Françoise Dolto (; November 6, 1908 – August 25, 1988) was a French pediatrician and psychoanalyst.

Biography
Born as Françoise Marette, she was the daughter of an affluent far-right royalist family of traditional Catholics in Paris. Her Alsatian mother, Suzanne Demmler, was the daughter of an engineer, and Henri Marette, her father, was also a Polytechnic engineer who became an industrialist. She was the fourth child of a family of seven. Her brother Jacques Marette (1922-1984), was French Postmaster (minister of Posts and Telecommunications) from 1962 to 1967.

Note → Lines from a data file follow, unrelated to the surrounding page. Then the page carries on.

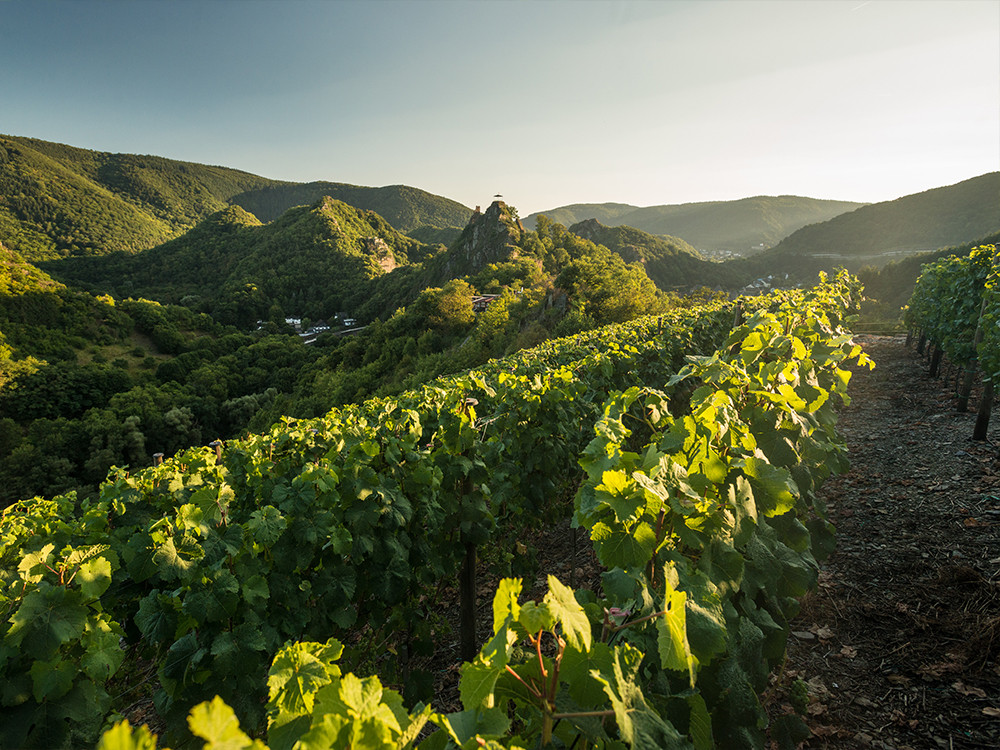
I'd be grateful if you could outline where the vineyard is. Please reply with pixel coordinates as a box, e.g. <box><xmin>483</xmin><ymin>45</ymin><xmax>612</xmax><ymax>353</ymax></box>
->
<box><xmin>0</xmin><ymin>276</ymin><xmax>871</xmax><ymax>750</ymax></box>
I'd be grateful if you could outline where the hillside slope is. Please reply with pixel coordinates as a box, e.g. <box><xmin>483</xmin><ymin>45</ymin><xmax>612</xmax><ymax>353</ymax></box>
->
<box><xmin>569</xmin><ymin>219</ymin><xmax>737</xmax><ymax>290</ymax></box>
<box><xmin>45</xmin><ymin>197</ymin><xmax>432</xmax><ymax>327</ymax></box>
<box><xmin>745</xmin><ymin>172</ymin><xmax>1000</xmax><ymax>276</ymax></box>
<box><xmin>232</xmin><ymin>182</ymin><xmax>471</xmax><ymax>232</ymax></box>
<box><xmin>0</xmin><ymin>135</ymin><xmax>469</xmax><ymax>262</ymax></box>
<box><xmin>525</xmin><ymin>195</ymin><xmax>862</xmax><ymax>255</ymax></box>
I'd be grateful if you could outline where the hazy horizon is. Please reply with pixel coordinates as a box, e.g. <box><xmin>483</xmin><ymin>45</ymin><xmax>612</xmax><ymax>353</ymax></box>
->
<box><xmin>0</xmin><ymin>0</ymin><xmax>1000</xmax><ymax>216</ymax></box>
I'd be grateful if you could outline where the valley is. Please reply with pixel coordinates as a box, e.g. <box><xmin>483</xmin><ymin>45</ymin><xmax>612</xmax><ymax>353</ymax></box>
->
<box><xmin>0</xmin><ymin>136</ymin><xmax>1000</xmax><ymax>750</ymax></box>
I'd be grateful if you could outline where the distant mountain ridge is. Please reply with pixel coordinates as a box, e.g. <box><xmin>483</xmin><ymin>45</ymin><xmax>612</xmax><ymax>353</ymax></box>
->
<box><xmin>44</xmin><ymin>197</ymin><xmax>435</xmax><ymax>327</ymax></box>
<box><xmin>737</xmin><ymin>172</ymin><xmax>1000</xmax><ymax>276</ymax></box>
<box><xmin>0</xmin><ymin>135</ymin><xmax>471</xmax><ymax>262</ymax></box>
<box><xmin>524</xmin><ymin>195</ymin><xmax>865</xmax><ymax>256</ymax></box>
<box><xmin>569</xmin><ymin>219</ymin><xmax>739</xmax><ymax>290</ymax></box>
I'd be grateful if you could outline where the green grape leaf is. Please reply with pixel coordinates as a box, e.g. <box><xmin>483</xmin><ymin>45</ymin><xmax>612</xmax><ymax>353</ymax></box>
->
<box><xmin>4</xmin><ymin>584</ymin><xmax>88</xmax><ymax>661</ymax></box>
<box><xmin>74</xmin><ymin>557</ymin><xmax>111</xmax><ymax>600</ymax></box>
<box><xmin>590</xmin><ymin>522</ymin><xmax>656</xmax><ymax>570</ymax></box>
<box><xmin>80</xmin><ymin>618</ymin><xmax>125</xmax><ymax>684</ymax></box>
<box><xmin>267</xmin><ymin>643</ymin><xmax>339</xmax><ymax>715</ymax></box>
<box><xmin>188</xmin><ymin>696</ymin><xmax>266</xmax><ymax>750</ymax></box>
<box><xmin>17</xmin><ymin>544</ymin><xmax>56</xmax><ymax>583</ymax></box>
<box><xmin>545</xmin><ymin>575</ymin><xmax>593</xmax><ymax>651</ymax></box>
<box><xmin>559</xmin><ymin>641</ymin><xmax>613</xmax><ymax>709</ymax></box>
<box><xmin>493</xmin><ymin>578</ymin><xmax>522</xmax><ymax>633</ymax></box>
<box><xmin>656</xmin><ymin>563</ymin><xmax>697</xmax><ymax>687</ymax></box>
<box><xmin>29</xmin><ymin>656</ymin><xmax>78</xmax><ymax>703</ymax></box>
<box><xmin>243</xmin><ymin>574</ymin><xmax>271</xmax><ymax>607</ymax></box>
<box><xmin>97</xmin><ymin>719</ymin><xmax>156</xmax><ymax>750</ymax></box>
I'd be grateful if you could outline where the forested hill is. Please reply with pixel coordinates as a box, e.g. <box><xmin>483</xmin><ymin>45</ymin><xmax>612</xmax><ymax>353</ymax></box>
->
<box><xmin>737</xmin><ymin>172</ymin><xmax>1000</xmax><ymax>278</ymax></box>
<box><xmin>564</xmin><ymin>219</ymin><xmax>742</xmax><ymax>290</ymax></box>
<box><xmin>524</xmin><ymin>195</ymin><xmax>863</xmax><ymax>255</ymax></box>
<box><xmin>232</xmin><ymin>182</ymin><xmax>472</xmax><ymax>233</ymax></box>
<box><xmin>0</xmin><ymin>135</ymin><xmax>470</xmax><ymax>262</ymax></box>
<box><xmin>46</xmin><ymin>197</ymin><xmax>435</xmax><ymax>329</ymax></box>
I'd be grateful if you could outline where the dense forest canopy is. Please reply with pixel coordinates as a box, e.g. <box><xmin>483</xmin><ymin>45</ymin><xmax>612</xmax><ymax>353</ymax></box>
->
<box><xmin>0</xmin><ymin>136</ymin><xmax>1000</xmax><ymax>516</ymax></box>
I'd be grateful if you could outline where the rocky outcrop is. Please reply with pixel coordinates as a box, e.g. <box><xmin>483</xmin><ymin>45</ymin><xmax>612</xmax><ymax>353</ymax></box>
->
<box><xmin>444</xmin><ymin>201</ymin><xmax>524</xmax><ymax>279</ymax></box>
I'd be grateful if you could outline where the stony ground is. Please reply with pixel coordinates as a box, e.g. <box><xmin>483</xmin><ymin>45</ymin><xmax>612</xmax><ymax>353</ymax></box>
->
<box><xmin>771</xmin><ymin>336</ymin><xmax>1000</xmax><ymax>750</ymax></box>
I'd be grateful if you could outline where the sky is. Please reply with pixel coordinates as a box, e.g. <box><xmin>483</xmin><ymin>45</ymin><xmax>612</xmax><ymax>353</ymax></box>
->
<box><xmin>0</xmin><ymin>0</ymin><xmax>1000</xmax><ymax>216</ymax></box>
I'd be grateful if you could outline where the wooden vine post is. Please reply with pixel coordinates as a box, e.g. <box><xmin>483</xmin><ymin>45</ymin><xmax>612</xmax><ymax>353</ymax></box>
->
<box><xmin>972</xmin><ymin>380</ymin><xmax>993</xmax><ymax>440</ymax></box>
<box><xmin>972</xmin><ymin>248</ymin><xmax>1000</xmax><ymax>440</ymax></box>
<box><xmin>958</xmin><ymin>294</ymin><xmax>986</xmax><ymax>414</ymax></box>
<box><xmin>458</xmin><ymin>398</ymin><xmax>479</xmax><ymax>662</ymax></box>
<box><xmin>930</xmin><ymin>344</ymin><xmax>944</xmax><ymax>378</ymax></box>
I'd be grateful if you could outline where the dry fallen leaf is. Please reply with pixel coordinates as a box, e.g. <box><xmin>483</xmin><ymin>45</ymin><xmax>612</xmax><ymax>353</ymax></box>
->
<box><xmin>951</xmin><ymin>680</ymin><xmax>986</xmax><ymax>698</ymax></box>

An Irish nurse frequently took care of her when she was a baby; her parents then had to learn to speak English to get her to smile. Her parents fired the nurse when she was 8 months old. Dolto's very traditional upbringing, which Élisabeth Roudinesco described as "very Catholic, extreme right-wing", reflected the values of Charles Maurras.

Her personal tutor was trained in the methods of Friedrich Fröbel. When she was eight her uncle and godfather Pierre Demmler died in World War I. When she was twelve, she was very affected by the death of her older sister Jacqueline, her mother's favorite child. Her mother sank into a depression and accused her of not praying hard enough for her sister's life. Dolto's mother felt that a girl had no other prospects than marriage and therefore forbade her to pursue her studies. At sixteen she had to confront her mother, who did not want her to pass her baccalaureate because she would then not be able to get married. Nevertheless, Dolto attended the Lycée Molière in Paris where she graduated in philosophy in 1924–1925. In 1930 she obtained a nursing degree. A year later, she began her medical studies with her brother Philip, "paying for her studies with the money she earns".

Dolto was named by Michel Foucault as one of the prominent signatories of the 1977 French petition against age of consent laws.

Françoise Dolto was the mother of Carlos (1943–2008), a singer, Grégoire (1944-), an engineer, and Catherine (1946-).

Psychoanalysis
In 1932,  introduced Dolto to psychoanalyst René Laforgue, who had already begun to treat her brother Philip a year earlier. She participated thereby in the beginnings of French Freudianism. At the end of February 1934, she began a three-year analysis with Laforgue, which had a major impact on her life, helping to free her of her neurosis - of her education, her origin, and her depressive mother. Laforgue found that Dolto had an aptitude for analysis, and advised her to become a psychoanalyst, something which she at first rejected in favor of devoting herself to medicine.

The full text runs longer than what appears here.